L'attaque est ample, presque grasse. Le physalis apporte cette douceur acidulée qui donne l'impression d'un gin sucré, puis la trame reprend la main et la bouche s'assèche. Les papilles enregistrent les deux mouvements séparément, ce qui rend la dégustation étonnamment lisible. C'est le genre de profil qui convainc les buveurs de rhum arrangé autant que les amateurs de gin.

Une finale longue, menée par le fruit

La finale est longue et chaleureuse, portée par le fruit plutôt que par l'alcool. Elle ne pique pas, elle réchauffe. Sur un glaçon unique avec un zeste d'orange, cette longueur s'étire encore et le verre tient facilement une demi-heure. C'est aussi ce qui explique pourquoi la dilution d'un gin tonic ne le détruit pas : il reste du fruit à la dernière gorgée.

L'Amuerte Black Edition parmi les spiritueux, les eaux-de-vie et les liqueurs

Un rayon de spiritueux met côte à côte des produits qui n'ont ni la même matière première, ni le même rapport au bois, ni le même sucre. Ce détour comparatif éclaire ce qu'est un gin. Il décrit ses voisins, jamais le contenu de cette bouteille.

Le gin et la vodka, la botanique contre l'alcool neutre

Les deux partent souvent d'un même alcool neutre de céréales. La vodka le travaille par filtration et cherche la netteté, le gin le travaille par macération et distillation de plantes et cherche le relief. Un amateur de vodka juge une texture, un amateur de gin commente des botaniques. C'est la même base, deux philosophies opposées, et cela explique pourquoi un gin tonic n'a rien à voir avec une vodka tonic.

Le gin et le whisky, deux rapports au fût et au malt

Le whisky tire son goût de l'orge, du malt et du temps passé en fût de chêne : un single malt écossais ou un bourbon américain doivent au bois leur vanille, leurs épices douces et leur couleur. Le gin ne connaît pas ce chemin, il est embouteillé sans vieillissement et compose son goût avec des végétaux. Les comparer sert à comprendre où chacun place son travail, pas à les hiérarchiser.

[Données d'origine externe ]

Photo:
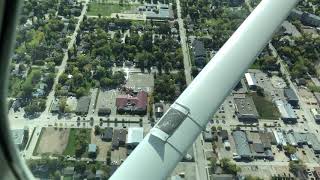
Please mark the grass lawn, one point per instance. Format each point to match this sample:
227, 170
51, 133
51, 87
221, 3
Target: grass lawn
266, 109
106, 9
73, 142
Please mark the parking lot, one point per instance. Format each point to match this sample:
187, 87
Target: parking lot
141, 81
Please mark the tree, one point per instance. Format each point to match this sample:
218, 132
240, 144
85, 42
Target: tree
229, 167
296, 167
97, 130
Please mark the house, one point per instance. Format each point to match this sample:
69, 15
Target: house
20, 137
107, 134
132, 104
246, 109
158, 110
207, 136
224, 135
68, 171
199, 53
92, 150
316, 114
135, 136
83, 105
104, 111
292, 97
119, 138
251, 80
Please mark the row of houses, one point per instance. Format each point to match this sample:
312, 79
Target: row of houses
122, 137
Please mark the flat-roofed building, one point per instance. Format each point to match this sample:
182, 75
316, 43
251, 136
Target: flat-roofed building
246, 109
316, 115
286, 111
251, 80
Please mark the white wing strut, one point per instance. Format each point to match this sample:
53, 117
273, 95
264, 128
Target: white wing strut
165, 145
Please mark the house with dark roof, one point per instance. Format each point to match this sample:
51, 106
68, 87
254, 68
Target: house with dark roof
107, 134
199, 53
132, 104
119, 138
292, 97
83, 105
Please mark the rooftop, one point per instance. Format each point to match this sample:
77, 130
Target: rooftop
241, 143
135, 135
246, 106
17, 135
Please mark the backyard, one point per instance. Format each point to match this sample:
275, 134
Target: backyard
77, 142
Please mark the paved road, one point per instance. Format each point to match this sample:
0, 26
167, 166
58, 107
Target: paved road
63, 65
185, 49
200, 159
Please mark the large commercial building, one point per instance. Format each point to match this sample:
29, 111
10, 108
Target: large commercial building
246, 109
292, 97
286, 111
251, 80
132, 104
135, 136
316, 115
242, 145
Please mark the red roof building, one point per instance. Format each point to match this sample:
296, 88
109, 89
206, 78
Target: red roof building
133, 104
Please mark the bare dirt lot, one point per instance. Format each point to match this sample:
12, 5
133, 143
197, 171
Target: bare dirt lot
53, 141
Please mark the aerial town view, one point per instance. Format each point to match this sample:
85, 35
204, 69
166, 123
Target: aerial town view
90, 78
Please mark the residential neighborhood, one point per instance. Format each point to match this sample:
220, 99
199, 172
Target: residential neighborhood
90, 78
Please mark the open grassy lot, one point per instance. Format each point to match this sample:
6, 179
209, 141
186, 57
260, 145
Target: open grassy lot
52, 141
78, 141
106, 9
266, 109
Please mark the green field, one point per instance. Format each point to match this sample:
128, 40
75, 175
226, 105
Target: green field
76, 137
106, 9
266, 109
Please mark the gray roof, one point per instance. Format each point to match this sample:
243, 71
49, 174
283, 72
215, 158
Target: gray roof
92, 148
290, 94
18, 136
246, 107
285, 110
83, 104
241, 143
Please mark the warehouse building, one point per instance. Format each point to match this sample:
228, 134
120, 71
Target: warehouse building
246, 109
135, 136
292, 97
316, 115
286, 111
251, 80
242, 145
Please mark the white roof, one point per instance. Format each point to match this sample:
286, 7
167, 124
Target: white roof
135, 135
250, 79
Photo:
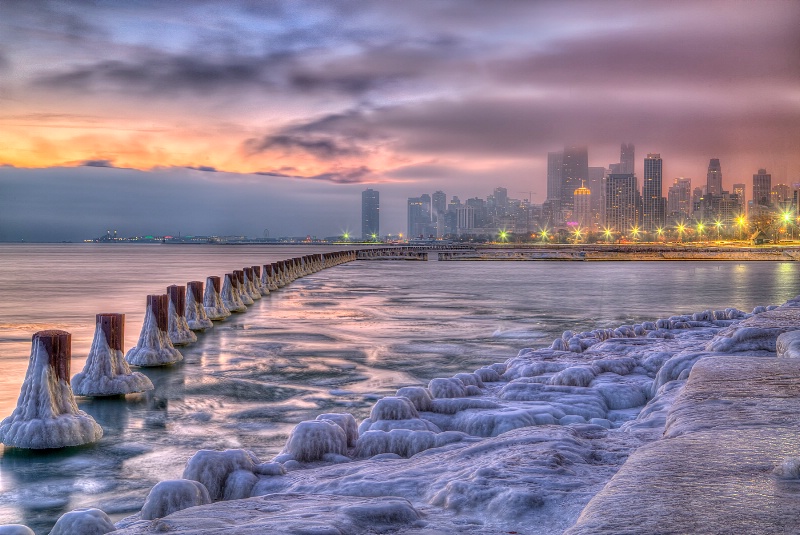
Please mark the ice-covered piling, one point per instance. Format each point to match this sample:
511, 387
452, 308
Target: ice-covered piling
249, 285
178, 328
230, 294
155, 347
212, 300
241, 288
106, 373
195, 313
47, 415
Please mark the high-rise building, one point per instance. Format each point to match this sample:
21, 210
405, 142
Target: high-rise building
714, 178
622, 202
680, 199
738, 190
574, 173
627, 159
652, 199
762, 188
582, 214
370, 214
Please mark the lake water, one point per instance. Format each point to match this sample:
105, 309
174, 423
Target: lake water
331, 342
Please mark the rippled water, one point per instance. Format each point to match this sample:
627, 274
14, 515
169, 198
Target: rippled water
332, 341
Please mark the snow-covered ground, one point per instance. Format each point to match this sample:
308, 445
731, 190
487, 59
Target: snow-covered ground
524, 445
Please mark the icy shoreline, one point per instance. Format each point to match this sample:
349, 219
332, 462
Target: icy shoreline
528, 442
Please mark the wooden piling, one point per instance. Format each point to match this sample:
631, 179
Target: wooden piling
58, 345
159, 305
177, 294
113, 327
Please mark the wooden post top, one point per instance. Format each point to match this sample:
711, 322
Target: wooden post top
113, 326
177, 294
58, 345
159, 304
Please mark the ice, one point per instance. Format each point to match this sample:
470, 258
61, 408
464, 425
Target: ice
212, 301
787, 344
46, 415
178, 327
154, 347
311, 440
195, 313
230, 294
87, 521
16, 529
169, 496
106, 372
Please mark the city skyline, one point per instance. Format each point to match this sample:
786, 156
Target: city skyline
235, 118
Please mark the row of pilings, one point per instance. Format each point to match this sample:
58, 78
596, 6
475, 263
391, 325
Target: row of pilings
47, 416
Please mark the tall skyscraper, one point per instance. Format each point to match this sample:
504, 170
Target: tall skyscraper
714, 178
627, 159
762, 188
370, 214
622, 202
574, 173
652, 199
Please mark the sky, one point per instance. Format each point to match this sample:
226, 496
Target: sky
241, 117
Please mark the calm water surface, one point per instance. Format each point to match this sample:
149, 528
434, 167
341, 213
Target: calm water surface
330, 342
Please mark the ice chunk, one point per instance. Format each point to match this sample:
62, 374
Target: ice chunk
87, 521
154, 347
230, 294
311, 440
178, 328
446, 388
106, 373
195, 313
215, 469
346, 422
16, 529
166, 497
419, 396
212, 300
46, 415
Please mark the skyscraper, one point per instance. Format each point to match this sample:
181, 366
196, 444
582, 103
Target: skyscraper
762, 186
622, 202
574, 173
627, 159
714, 178
370, 214
652, 200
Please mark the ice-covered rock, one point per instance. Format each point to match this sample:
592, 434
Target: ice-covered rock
220, 472
177, 327
195, 312
106, 372
312, 440
166, 497
230, 294
212, 300
154, 347
88, 521
16, 529
46, 415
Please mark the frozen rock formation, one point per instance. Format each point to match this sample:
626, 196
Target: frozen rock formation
106, 373
47, 415
87, 521
195, 313
166, 497
230, 294
212, 300
154, 347
178, 328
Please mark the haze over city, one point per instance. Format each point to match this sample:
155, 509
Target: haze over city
236, 117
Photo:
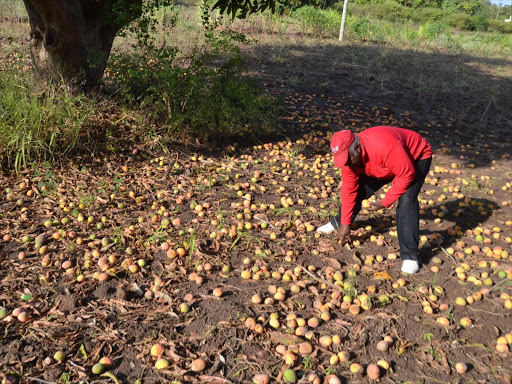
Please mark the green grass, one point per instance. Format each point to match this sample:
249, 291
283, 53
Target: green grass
12, 8
37, 125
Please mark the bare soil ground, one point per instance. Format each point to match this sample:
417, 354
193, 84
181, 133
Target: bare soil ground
119, 217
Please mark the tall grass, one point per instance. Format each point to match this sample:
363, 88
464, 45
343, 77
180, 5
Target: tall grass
325, 23
35, 125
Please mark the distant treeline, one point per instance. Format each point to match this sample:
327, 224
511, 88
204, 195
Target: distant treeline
453, 13
467, 15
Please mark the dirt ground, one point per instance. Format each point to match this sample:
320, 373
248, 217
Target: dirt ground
107, 256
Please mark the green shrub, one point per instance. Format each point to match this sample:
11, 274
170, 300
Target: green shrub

Les eaux-de-vie de fruits et les liqueurs, des voisins à ne pas confondre

Une eau-de-vie de fruit distille un fruit fermenté : le kirsch, la mirabelle ou la poire williams sont le fruit lui même, transformé. Une liqueur ajoute du sucre à une base alcoolisée. Un gin aromatisé comme celui ci ne fait ni l'un ni l'autre : ses fruits arrivent par infusion et il reste sec. C'est une distinction utile au moment d'acheter, car les trois familles se croisent souvent sur la même étagère.

Le service, du verre ballon aux cocktails tropicaux

Trois usages couvrent l'essentiel de ce que cette bouteille sait faire, du plus contemplatif au plus festif. Aucun ne demande de matériel particulier au delà d'un shaker et de bons glaçons.

La dégustation sèche, réchauffée dans la paume

C'est le service que recommande la maison et celui que nous conseillons en premier : 5 cl dans un petit verre ballon, réchauffé brièvement dans la paume avant de boire. Aucune garniture. À l'aveugle, la plupart des dégustateurs ne devinent pas qu'il s'agit d'un gin, et c'est précisément l'intérêt de l'exercice. Une variante sur un gros glaçon transparent avec un zeste d'orange fonctionne tout aussi bien.

Le gin tonic tropical et le Singapore sling

En version allongée, un tonic neutre bien froid et une tranche de fruit de la passion suffisent, sans sirop ajouté : le fruit est déjà dans la bouteille. Pour aller plus loin, le Singapore sling convient parfaitement à ce profil, avec du jus d'ananas, du jus de citron vert, une liqueur de cerise et un trait de grenadine. Le résultat est généreux, rafraîchissant, et il reste sec grâce au genièvre.

L'old fashioned au gin, pour une version plus grave

L'old fashioned se fait habituellement au whisky, mais il accepte très bien un gin de cette densité. Un peu de sirop de sucre de canne, deux traits de bitters, le gin, un gros glaçon, un zeste d'orange exprimé au dessus du verre. La préparation ramène le fruit vers un registre plus grave et plus amer, et elle donne une lecture complètement différente de la même bouteille.